What a beauty! And I love his face/eye... can't wait to see your updates on him! Congratulations!


----------



## Honeysuga (Sep 1, 2009)

He is lovely!
_Posted via Mobile Device_


----------



## WesternTale (Jun 14, 2012)

im going to see him today, so ill get lots of pictures!
_Posted via Mobile Device_


----------



## WesternTale (Jun 14, 2012)

more pics! as promised, sorry for crappy quality..

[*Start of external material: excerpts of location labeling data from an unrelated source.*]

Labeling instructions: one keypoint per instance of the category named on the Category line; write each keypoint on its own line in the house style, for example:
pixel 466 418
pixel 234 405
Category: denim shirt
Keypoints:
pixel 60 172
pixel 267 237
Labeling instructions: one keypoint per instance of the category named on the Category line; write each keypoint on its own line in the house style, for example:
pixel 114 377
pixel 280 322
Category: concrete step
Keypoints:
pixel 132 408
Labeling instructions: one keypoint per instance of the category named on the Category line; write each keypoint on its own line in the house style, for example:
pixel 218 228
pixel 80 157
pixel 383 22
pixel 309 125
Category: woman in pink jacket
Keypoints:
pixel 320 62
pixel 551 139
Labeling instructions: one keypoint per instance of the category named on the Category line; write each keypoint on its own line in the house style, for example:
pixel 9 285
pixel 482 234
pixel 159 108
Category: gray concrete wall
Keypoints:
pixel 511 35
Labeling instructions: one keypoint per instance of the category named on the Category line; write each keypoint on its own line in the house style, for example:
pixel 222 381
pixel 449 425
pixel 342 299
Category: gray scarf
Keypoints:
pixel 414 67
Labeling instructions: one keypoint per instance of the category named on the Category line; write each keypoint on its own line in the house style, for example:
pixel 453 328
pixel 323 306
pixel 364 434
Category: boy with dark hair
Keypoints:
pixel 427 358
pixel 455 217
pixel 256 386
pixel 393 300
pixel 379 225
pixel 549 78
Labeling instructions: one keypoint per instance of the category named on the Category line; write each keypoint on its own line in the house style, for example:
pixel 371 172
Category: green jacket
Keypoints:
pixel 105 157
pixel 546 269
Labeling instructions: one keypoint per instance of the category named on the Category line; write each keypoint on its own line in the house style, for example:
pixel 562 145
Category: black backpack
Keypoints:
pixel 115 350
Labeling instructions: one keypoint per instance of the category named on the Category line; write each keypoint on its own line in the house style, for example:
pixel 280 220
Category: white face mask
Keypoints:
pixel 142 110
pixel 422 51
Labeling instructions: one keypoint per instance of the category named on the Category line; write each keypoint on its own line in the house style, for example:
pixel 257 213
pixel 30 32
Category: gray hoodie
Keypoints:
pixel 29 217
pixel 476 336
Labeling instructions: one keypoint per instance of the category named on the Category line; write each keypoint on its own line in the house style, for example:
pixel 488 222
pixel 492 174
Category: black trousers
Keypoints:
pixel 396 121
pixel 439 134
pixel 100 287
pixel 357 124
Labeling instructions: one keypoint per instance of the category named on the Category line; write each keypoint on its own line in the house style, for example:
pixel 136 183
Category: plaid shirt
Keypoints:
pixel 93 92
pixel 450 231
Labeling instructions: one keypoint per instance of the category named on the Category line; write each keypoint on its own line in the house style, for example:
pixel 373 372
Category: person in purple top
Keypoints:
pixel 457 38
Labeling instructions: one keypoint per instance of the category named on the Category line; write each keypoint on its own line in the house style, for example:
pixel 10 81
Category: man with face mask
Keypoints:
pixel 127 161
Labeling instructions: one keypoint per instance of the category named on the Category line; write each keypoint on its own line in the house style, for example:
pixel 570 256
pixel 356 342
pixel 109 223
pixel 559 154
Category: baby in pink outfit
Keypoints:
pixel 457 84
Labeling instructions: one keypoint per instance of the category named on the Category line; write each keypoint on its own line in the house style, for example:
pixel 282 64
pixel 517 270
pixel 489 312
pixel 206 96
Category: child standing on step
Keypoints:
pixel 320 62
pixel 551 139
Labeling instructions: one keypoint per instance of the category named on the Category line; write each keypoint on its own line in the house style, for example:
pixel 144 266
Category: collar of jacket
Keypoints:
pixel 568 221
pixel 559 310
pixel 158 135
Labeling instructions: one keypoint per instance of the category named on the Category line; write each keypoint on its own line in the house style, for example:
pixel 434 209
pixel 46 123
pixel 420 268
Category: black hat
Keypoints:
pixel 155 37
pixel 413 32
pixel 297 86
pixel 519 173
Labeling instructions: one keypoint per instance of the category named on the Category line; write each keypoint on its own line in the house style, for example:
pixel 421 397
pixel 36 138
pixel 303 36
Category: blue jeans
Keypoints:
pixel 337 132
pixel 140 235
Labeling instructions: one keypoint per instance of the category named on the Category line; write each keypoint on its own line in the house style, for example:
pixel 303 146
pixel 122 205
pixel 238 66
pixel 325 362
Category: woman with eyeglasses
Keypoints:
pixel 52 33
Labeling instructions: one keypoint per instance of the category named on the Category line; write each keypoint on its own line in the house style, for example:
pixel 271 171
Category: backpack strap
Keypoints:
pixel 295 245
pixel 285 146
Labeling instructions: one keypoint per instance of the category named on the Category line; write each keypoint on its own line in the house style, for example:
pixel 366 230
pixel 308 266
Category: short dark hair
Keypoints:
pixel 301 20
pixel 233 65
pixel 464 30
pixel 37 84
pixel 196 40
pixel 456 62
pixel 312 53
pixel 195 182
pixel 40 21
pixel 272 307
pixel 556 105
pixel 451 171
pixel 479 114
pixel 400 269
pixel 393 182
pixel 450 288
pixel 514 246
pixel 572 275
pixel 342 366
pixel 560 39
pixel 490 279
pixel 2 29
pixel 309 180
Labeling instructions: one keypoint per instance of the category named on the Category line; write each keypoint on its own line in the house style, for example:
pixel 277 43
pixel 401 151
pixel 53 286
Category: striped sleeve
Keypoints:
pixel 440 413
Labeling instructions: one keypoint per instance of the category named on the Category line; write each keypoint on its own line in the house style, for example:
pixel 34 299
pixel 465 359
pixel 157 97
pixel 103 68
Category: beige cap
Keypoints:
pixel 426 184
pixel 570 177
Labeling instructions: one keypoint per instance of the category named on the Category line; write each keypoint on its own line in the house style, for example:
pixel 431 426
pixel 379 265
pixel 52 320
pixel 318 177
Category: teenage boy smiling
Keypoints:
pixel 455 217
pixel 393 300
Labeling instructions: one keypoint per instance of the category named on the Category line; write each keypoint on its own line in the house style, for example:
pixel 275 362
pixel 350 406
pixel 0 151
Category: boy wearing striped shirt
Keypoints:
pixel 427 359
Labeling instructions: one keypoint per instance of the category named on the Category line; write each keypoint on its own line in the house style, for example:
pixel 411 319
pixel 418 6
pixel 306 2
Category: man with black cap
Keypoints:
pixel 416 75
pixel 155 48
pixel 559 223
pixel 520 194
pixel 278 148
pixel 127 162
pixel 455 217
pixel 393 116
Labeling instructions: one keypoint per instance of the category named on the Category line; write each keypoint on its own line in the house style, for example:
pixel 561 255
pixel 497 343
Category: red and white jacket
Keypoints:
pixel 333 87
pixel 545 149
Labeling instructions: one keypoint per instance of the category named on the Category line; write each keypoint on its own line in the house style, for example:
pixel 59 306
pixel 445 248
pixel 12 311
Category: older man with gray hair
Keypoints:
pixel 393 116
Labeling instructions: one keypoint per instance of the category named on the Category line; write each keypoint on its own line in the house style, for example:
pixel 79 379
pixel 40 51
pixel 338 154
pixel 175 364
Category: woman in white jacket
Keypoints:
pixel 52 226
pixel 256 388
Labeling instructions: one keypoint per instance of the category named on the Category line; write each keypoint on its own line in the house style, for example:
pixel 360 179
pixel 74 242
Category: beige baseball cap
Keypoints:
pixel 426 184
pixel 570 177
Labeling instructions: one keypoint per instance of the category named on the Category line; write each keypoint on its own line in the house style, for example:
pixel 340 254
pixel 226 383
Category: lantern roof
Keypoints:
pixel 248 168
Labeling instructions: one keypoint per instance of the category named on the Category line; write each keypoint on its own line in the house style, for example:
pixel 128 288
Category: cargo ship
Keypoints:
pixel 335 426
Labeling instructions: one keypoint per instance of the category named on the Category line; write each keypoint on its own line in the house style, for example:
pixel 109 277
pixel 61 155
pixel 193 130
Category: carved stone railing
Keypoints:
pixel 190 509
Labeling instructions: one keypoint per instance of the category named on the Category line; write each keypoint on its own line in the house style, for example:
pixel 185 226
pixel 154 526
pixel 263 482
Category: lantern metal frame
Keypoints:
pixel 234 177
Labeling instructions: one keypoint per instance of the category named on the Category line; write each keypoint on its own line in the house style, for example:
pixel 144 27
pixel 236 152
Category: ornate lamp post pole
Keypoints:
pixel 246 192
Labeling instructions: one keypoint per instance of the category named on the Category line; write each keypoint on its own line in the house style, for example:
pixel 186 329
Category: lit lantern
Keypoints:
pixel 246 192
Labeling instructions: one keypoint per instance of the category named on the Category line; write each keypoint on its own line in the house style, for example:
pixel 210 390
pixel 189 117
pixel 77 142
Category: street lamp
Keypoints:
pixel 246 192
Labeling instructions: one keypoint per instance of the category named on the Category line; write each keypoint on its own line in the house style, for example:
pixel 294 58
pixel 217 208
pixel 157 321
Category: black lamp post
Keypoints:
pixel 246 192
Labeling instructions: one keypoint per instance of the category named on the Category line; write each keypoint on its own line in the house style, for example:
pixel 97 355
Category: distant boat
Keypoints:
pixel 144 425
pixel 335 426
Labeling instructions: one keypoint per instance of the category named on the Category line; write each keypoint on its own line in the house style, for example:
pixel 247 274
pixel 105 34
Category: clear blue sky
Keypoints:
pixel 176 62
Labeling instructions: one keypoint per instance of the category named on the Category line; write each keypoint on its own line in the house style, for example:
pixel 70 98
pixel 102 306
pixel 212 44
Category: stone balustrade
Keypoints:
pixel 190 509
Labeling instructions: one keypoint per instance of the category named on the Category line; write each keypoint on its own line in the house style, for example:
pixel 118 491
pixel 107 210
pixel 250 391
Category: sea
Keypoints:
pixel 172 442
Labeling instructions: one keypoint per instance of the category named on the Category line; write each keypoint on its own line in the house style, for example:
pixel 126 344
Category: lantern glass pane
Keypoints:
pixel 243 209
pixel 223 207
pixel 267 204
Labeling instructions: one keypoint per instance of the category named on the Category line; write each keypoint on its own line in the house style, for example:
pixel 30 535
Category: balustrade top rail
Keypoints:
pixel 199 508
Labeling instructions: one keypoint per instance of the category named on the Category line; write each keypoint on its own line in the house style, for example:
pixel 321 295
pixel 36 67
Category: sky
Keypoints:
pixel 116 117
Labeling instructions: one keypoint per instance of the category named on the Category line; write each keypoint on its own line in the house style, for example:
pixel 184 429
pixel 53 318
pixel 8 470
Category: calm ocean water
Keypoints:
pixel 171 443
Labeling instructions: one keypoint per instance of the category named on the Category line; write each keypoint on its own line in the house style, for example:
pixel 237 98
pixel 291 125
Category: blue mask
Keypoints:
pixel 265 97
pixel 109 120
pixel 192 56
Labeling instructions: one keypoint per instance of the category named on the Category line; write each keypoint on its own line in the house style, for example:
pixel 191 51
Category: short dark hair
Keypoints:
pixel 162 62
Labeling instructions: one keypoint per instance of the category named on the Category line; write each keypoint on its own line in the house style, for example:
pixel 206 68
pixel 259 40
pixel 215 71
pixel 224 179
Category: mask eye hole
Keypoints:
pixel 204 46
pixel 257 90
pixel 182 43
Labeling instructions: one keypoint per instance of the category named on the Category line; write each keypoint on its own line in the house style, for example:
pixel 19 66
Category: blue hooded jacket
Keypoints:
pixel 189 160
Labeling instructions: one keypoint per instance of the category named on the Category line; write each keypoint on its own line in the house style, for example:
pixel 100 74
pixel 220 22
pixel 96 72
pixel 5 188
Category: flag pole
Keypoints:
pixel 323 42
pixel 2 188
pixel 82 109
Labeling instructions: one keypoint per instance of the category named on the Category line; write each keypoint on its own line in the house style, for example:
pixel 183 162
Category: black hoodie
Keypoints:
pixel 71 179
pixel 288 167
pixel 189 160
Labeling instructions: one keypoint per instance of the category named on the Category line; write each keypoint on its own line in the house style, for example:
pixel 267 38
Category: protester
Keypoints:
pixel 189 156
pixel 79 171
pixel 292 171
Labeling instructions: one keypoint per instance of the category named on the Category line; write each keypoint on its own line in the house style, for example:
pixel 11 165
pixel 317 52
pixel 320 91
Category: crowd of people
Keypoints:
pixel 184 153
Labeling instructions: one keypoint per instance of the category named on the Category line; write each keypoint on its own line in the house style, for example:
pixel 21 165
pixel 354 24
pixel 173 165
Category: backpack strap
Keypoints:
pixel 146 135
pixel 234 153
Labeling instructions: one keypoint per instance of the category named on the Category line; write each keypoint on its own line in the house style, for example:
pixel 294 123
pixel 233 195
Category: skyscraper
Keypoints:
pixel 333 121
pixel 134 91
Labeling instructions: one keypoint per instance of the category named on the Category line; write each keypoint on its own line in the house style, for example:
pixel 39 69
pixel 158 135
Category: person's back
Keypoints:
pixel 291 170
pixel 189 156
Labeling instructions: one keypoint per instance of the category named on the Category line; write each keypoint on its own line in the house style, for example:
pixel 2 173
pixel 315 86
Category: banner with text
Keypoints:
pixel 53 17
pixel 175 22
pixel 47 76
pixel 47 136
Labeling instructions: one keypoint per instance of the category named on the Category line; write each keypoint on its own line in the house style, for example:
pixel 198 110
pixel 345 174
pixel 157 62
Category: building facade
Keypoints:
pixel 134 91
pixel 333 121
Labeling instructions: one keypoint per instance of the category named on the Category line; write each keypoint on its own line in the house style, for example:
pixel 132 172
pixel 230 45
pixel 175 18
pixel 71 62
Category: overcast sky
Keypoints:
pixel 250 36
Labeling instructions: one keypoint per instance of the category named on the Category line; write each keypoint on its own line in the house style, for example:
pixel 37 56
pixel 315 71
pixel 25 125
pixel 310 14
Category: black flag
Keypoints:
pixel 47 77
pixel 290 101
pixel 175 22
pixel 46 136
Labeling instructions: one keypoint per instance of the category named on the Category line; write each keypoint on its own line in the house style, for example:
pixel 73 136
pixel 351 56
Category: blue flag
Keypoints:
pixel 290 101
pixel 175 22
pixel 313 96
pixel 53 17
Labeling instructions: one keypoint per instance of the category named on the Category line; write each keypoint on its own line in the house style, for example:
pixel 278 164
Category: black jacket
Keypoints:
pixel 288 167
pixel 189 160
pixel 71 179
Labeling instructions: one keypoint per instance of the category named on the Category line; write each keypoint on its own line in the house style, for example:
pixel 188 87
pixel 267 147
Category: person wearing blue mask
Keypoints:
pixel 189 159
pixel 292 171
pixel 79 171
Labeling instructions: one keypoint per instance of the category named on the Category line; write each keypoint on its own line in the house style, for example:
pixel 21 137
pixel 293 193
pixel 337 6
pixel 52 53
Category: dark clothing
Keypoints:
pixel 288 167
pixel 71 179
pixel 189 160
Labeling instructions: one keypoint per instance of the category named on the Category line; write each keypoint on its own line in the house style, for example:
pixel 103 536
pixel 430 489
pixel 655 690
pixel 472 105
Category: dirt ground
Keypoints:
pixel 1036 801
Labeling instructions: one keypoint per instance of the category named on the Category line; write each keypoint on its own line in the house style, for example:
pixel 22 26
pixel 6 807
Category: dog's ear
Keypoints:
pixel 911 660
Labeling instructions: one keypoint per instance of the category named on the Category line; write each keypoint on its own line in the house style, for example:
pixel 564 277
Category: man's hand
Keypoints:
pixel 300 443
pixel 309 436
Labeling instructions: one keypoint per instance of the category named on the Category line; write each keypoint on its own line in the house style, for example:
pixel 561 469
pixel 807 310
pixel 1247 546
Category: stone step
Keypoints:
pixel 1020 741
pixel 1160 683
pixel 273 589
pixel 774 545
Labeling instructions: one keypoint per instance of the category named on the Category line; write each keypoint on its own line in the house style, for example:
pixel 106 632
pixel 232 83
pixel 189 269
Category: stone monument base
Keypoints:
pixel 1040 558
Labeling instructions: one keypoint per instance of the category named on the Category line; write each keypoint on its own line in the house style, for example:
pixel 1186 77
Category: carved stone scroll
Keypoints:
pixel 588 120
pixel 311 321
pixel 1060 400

_Posted via Mobile Device_


----------



## NeighAngel (Feb 14, 2013)

Congrats!! A Friesian is my dream horse!!


----------



## WesternTale (Jun 14, 2012)

NeighAngel said:


> Congrats!! A Friesian is my dream horse!!


it was mine too!
_Posted via Mobile Device_


----------



## TrinaLaine (Jan 21, 2010)

That's one pretty boy! I'm jealous.
_Posted via Mobile Device_


----------



## WesternTale (Jun 14, 2012)

ok, so ive found out that the owner babies him ALOT. he walks all over her, and she constantly gives him treats. she allmost refuses to let me use my ball point spurs (the nonsharp kind) but hes VERY hard to work off the legs with. so im going to try to work him on that. but otherwise hes a DREAM to ride.
_Posted via Mobile Device_


----------



## nvr2many (Jan 18, 2011)

He is beautiful! So you own him?? I thought your OP said he was yours then you said the owner. Not that is matters, just wanted to clear it up in my mind. He moves nicely.


----------



## Cacowgirl (Feb 19, 2011)

I hope he is "yours"-did you mean previous owner? A horse that big that doesn't have respect for humans needs to learn his boundaries. But, you sound like you know that.


----------



## WesternTale (Jun 14, 2012)

oh sorry, yes i meant the previous owner.
_Posted via Mobile Device_


----------



## nvr2many (Jan 18, 2011)

^^^ Oh yay!!!


----------



## WesternTale (Jun 14, 2012)

also, hes very very veryy spooky... so i NEED to work with him on that, because i want to get in a little trail time this summer, which i know is going to take a while... ._.
_Posted via Mobile Device_


----------



## WesternTale (Jun 14, 2012)

oh, and im going to go get more pics on saturday!
_Posted via Mobile Device_


----------



## WesternTale (Jun 14, 2012)

more pics! oh and please dont judge my riding, hes green and was being a PIA today.

i LOVE his tail!
































































_Posted via Mobile Device_


----------



## Cacowgirl (Feb 19, 2011)

Well, he's yours now,so if you want to use spurs-you can! Trial & error now to see what works for the two of you together. You have a nice area to work in-do you have any trails?


----------



## WesternTale (Jun 14, 2012)

yes, there are many around.
_Posted via Mobile Device_


----------



## WesternTale (Jun 14, 2012)

I took him on a little trail today! He did AMAZING. didnt even spook. I was so pleased with him 
_Posted via Mobile Device_


----------